Some limitations of our study should be considered. First, although age, urbanization level, and comorbidities using the CCI were adjusted for, we did not examine other confounding factors that may have influenced results of this study, such as age at menarche, age at menopause, a family history of breast cancer, a history of benign breast disease, postmenopausal hormone replacement use, and the mammographic screening status (Eliassen et al. 2005).
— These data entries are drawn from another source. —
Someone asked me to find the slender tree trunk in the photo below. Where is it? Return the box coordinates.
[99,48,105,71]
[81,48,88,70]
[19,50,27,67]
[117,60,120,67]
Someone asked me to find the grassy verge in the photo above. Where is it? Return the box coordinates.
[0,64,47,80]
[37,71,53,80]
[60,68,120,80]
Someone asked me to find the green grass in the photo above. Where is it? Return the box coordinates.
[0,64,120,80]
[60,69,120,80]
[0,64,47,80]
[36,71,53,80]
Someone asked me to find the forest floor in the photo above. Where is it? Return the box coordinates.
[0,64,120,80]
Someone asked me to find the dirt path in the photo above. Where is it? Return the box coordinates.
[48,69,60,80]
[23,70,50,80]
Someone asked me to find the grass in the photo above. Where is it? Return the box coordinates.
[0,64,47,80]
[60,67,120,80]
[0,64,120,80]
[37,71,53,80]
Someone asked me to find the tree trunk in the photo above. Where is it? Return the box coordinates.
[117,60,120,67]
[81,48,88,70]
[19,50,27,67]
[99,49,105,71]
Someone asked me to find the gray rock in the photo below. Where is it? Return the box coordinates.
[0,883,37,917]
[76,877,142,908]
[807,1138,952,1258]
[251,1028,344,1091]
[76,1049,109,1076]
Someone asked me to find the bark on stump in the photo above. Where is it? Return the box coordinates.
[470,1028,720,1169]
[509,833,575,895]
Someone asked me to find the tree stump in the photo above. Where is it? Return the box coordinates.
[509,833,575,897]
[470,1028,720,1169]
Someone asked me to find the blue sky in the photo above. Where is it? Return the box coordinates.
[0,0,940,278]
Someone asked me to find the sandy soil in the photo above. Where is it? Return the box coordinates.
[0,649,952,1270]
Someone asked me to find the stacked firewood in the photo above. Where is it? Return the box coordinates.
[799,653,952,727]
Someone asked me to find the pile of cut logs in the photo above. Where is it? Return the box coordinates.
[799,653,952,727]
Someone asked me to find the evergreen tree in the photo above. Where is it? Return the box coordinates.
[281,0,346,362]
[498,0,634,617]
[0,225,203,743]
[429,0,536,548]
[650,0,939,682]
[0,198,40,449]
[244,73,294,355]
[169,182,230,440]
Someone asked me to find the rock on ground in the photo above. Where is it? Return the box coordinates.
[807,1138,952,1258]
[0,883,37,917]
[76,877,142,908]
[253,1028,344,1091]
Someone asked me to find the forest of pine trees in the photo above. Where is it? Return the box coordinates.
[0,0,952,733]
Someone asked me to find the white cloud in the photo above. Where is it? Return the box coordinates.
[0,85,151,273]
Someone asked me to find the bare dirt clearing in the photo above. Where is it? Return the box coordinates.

Second, it is impossible to ensure that all patients who were prescribed statins complied with their treatments. In addition, data about doses and duration were not available. Third, each statin has been available in the Taiwanese market for different periods of time, and these differences may have influenced the statistical results. Fourth, because of the limitation of the time range of the database, which included only the seven years between 2004 and 2010, our study included participants exposed to statins within the 3 years prior to the index date when their breast cancer was diagnosed. However, 3 years may be not long enough to develop or prevent a cancer, and statin users are expected to take the medication lifelong to treat hyperlipidemia. Further study over a longer exposure time may be needed in the future.

Conclusions

In summary, although no consensus has been established regarding the relationship between statin use and breast cancer risk, our study indicated that lovastatin is a potential chemopreventive agent against breast cancer. Further detailed research is warranted.